FONTE PETRONOTÍCIAS – Matéria publicada em 08 de dezembro de 2017

O Juiz da Operação Lava Jato, Sérgio Moro, quer  Macartismo de volta e que ele seja instaurado na Petrobrás. Na palestra que fez hoje  na Petrobrás, no Dia Internacional de Combate a Corrupção, ele defendeu que a empresa ofereça dinheiro aos funcionários em troca de denúncia de corrupção.  

Outra ideia do magistrado é que uma equipe de sindicância interna acompanhe o modo de vida e patrimônio dos diretores e conselheiros e que tenha uma espécie de investigação e não só um controle de papéis: “Talvez fosse o caso de pensar em incentivos à atuação dos denunciantes, inclusive compensação financeira, desde que apresentada informação verdadeira, relevante, que através dela seja desbaratado esquema de corrupção.” Moro ainda criticou o loteamento político da diretoria da empresa.  Ele acredita que o atual presidente da companhia, Pedro Parente,  possui um currículo reconhecido, mas nada garante que o loteamento político da empresa não voltará a ocorrer.

Já  o Pedro Parente disse que estudará uma forma de tirar os denunciantes da zona de conforto e que buscará fazer um trabalho de inteligência para buscar possíveis enriquecimentos ilícitos de executivos: ” Vamos fazer um acompanhamento em tempo real dos emails dos empregados.

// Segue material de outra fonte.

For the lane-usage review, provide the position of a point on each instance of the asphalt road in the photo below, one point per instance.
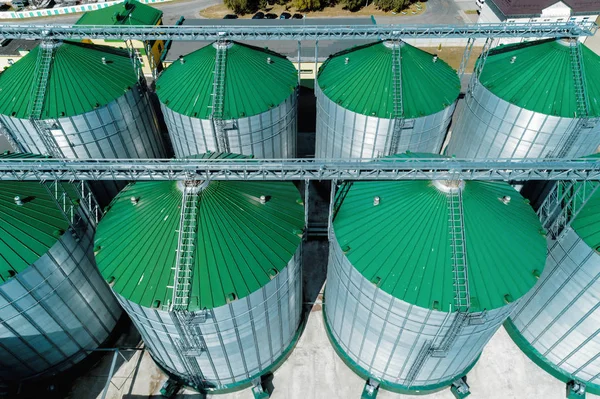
(171, 12)
(437, 12)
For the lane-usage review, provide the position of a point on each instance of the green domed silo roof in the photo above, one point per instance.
(27, 231)
(364, 84)
(253, 85)
(78, 80)
(538, 76)
(404, 242)
(239, 244)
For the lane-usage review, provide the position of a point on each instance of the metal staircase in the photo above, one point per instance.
(218, 100)
(563, 204)
(340, 195)
(397, 92)
(422, 356)
(184, 264)
(582, 103)
(7, 134)
(38, 95)
(190, 345)
(487, 46)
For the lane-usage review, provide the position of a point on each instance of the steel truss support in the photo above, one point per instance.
(466, 55)
(563, 204)
(300, 169)
(291, 31)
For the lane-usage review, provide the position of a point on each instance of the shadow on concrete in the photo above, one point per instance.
(307, 114)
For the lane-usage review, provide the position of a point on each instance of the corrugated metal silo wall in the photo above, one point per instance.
(124, 128)
(242, 338)
(560, 316)
(384, 335)
(54, 311)
(271, 134)
(488, 127)
(345, 134)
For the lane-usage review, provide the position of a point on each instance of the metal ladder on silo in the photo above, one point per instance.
(462, 299)
(460, 276)
(582, 101)
(218, 100)
(459, 253)
(38, 95)
(184, 263)
(397, 93)
(136, 63)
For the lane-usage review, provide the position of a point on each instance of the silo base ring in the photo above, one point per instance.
(535, 356)
(389, 386)
(246, 383)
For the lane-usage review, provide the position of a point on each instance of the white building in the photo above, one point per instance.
(537, 10)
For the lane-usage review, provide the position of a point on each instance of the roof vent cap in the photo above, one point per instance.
(449, 186)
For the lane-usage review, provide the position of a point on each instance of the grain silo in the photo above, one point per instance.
(86, 100)
(381, 99)
(422, 274)
(54, 305)
(526, 104)
(226, 309)
(557, 323)
(230, 97)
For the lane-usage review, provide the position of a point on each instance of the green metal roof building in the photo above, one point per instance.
(421, 275)
(525, 103)
(251, 91)
(43, 262)
(383, 98)
(128, 12)
(209, 273)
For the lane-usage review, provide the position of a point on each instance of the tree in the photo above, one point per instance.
(391, 5)
(354, 5)
(307, 5)
(242, 6)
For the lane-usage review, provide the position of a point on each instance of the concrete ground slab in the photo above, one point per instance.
(314, 371)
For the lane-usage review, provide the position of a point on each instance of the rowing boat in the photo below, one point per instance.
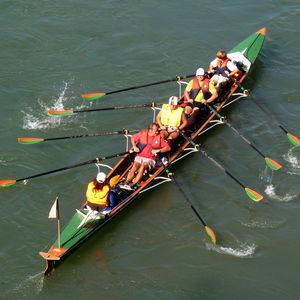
(85, 223)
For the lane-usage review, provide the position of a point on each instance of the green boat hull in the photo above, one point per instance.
(78, 230)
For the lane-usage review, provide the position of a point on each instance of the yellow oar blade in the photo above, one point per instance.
(7, 183)
(60, 112)
(211, 234)
(293, 139)
(272, 164)
(255, 196)
(114, 180)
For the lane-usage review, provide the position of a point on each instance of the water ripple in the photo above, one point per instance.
(291, 158)
(242, 251)
(32, 284)
(270, 191)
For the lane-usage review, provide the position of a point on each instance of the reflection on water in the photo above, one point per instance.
(31, 286)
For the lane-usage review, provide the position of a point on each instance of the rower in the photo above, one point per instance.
(171, 120)
(198, 92)
(147, 143)
(99, 193)
(224, 70)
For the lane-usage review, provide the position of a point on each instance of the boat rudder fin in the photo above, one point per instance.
(49, 256)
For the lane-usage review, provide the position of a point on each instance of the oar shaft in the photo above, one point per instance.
(177, 78)
(186, 198)
(73, 166)
(57, 170)
(221, 167)
(115, 108)
(92, 135)
(212, 159)
(235, 130)
(269, 114)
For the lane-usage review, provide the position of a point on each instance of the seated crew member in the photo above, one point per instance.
(171, 119)
(223, 69)
(198, 91)
(147, 143)
(99, 194)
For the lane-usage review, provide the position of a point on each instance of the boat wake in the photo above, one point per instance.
(31, 286)
(292, 159)
(270, 191)
(42, 120)
(263, 223)
(243, 250)
(3, 162)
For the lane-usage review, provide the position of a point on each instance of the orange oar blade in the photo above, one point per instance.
(7, 183)
(211, 234)
(27, 141)
(274, 165)
(93, 96)
(293, 139)
(60, 112)
(255, 196)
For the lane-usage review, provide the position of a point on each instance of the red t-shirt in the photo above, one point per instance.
(146, 152)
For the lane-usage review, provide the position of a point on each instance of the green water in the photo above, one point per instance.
(54, 51)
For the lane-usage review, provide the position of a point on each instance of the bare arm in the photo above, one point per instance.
(134, 146)
(183, 122)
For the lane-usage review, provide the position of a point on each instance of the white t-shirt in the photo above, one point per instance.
(230, 65)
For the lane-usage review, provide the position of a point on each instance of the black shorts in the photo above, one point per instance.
(97, 207)
(195, 104)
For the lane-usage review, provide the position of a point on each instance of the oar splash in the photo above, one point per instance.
(272, 164)
(208, 230)
(292, 138)
(253, 195)
(72, 112)
(28, 141)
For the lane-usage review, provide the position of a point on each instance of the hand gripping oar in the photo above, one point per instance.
(292, 138)
(38, 140)
(9, 182)
(71, 112)
(94, 96)
(208, 230)
(253, 195)
(270, 162)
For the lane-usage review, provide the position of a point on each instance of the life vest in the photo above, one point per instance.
(171, 117)
(221, 67)
(143, 142)
(97, 196)
(203, 86)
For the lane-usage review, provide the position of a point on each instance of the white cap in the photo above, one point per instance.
(200, 72)
(173, 100)
(101, 177)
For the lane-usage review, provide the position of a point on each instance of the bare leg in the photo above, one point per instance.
(131, 173)
(141, 170)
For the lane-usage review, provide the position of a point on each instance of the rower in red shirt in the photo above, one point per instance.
(147, 143)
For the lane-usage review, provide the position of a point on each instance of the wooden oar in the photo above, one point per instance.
(270, 162)
(71, 112)
(208, 230)
(38, 140)
(253, 195)
(9, 182)
(94, 96)
(292, 138)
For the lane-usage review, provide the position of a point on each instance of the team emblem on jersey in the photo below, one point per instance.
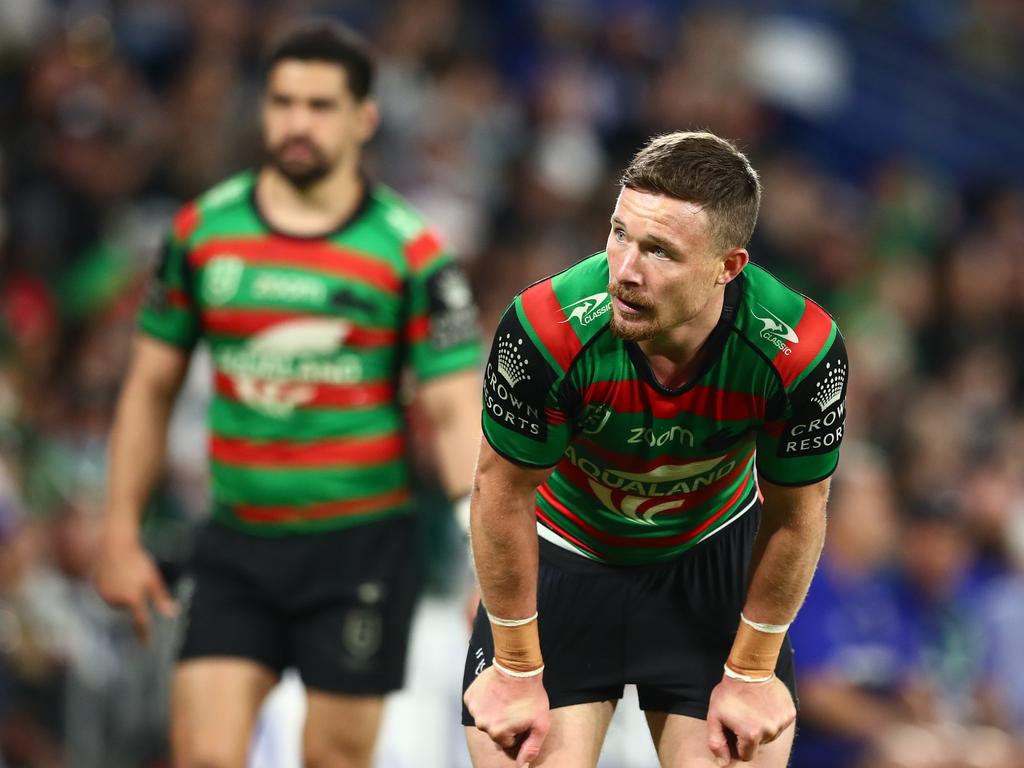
(776, 332)
(453, 313)
(587, 310)
(642, 496)
(516, 380)
(280, 369)
(221, 279)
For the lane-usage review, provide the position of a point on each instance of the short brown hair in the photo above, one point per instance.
(707, 170)
(322, 40)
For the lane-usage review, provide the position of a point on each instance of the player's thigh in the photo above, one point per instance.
(573, 741)
(341, 730)
(682, 740)
(214, 702)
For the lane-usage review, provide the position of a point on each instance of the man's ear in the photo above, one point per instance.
(732, 264)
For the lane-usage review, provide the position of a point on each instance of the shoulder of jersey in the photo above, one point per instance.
(786, 328)
(570, 308)
(224, 199)
(404, 226)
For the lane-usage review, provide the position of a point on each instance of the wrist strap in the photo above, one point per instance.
(771, 629)
(510, 622)
(729, 672)
(517, 675)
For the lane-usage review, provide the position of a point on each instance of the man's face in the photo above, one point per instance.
(311, 122)
(663, 264)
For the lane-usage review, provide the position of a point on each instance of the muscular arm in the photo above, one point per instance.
(453, 406)
(139, 434)
(785, 551)
(126, 576)
(503, 527)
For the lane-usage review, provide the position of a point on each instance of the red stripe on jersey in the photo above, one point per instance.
(634, 395)
(418, 329)
(315, 255)
(645, 542)
(637, 464)
(812, 331)
(252, 513)
(326, 395)
(545, 315)
(178, 299)
(185, 221)
(355, 451)
(422, 250)
(248, 322)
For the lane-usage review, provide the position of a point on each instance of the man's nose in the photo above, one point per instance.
(629, 266)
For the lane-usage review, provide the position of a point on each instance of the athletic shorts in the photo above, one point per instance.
(336, 605)
(667, 628)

Isso pode dar uma ideia que ainda há um problema grande na empresa. É preventivo”.

Sergio Moro disse também que  a Lei das Estatais contribui para coibir a corrupção nas empresas públicas, mas, em sua opinião, as mesmas exigências impostas às empresas devem ser estendidas à administração pública direta, ou seja, ao Executivo e ao Legislativo.”O peixe começa a apodrecer pela cabeça. Não sou especialista em compliance. Um juiz criminal cuida do aspecto patológico da corrupção. Mas é difícil para o sistema de compliance, muitas vezes, identificar os crimes”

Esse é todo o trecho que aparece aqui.